She purses her lips. "Something's going on, Harvey. I don't like it."

He knows she means in the office, but he knows something's just going on between them too. It just is.


It rarely snows that January. Instead, Donna finds herself trekking through slushy piles of rain and sleet. When she comes home, her toes feel frozen and her boots are leaking.


February

They barely spend time together outside of work anyway, but it begins to feel like they never speak except through email and post-it notes.
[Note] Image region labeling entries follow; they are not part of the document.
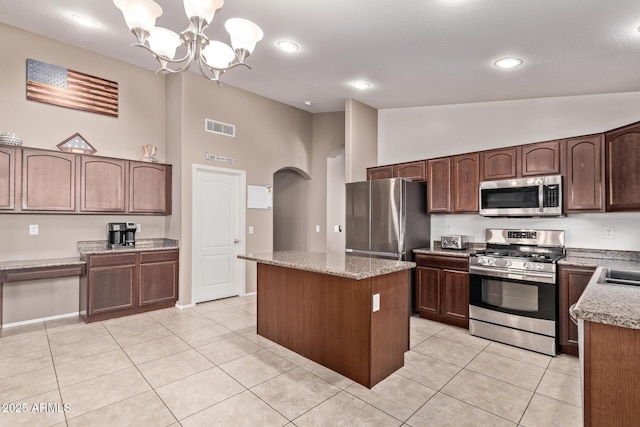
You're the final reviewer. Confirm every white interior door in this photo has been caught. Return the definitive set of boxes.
[192,165,245,303]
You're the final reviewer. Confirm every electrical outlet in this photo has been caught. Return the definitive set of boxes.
[604,226,616,239]
[373,294,380,313]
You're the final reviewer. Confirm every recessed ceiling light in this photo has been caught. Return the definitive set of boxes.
[495,58,522,68]
[351,80,371,89]
[278,40,300,52]
[71,13,98,27]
They get close to making the whole tower fall once. On a Saturday.

Donna is on her way to Harvey's apartment to go over briefs. It's been a long week, and this is the only day they have to do this, even though technically they're off pay roll. He promised her take-out sushi and lots of tempura for the trouble, though.

Somehow February has retained the same high temperatures as January (this is a sign of global warming, Norma says), but that doesn't matter when the whole sky suddenly starts pouring. Coatless, unprepared Donna really has no idea where it comes from. She looks up, the sky is dark, the rain is falling, and suddenly her blouse is ruined and she's soaked.
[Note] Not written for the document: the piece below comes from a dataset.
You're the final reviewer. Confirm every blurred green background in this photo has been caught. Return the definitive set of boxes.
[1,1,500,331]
The problem is that somehow most New Yorkers have taken courses in meteorology and know when rain is coming. Those unfortunate ones who haven't never seem to get into a cab at the right time. And Donna just keeps getting wetter as she stands on her street corner waiting for any cab to stop. She eventually takes the subway.

She looks like a mess at his door this time, which is why her frown is so affixed when he opens the door.

"Hey," he says.

"This is the worst!" she spits at him. "Look at me!"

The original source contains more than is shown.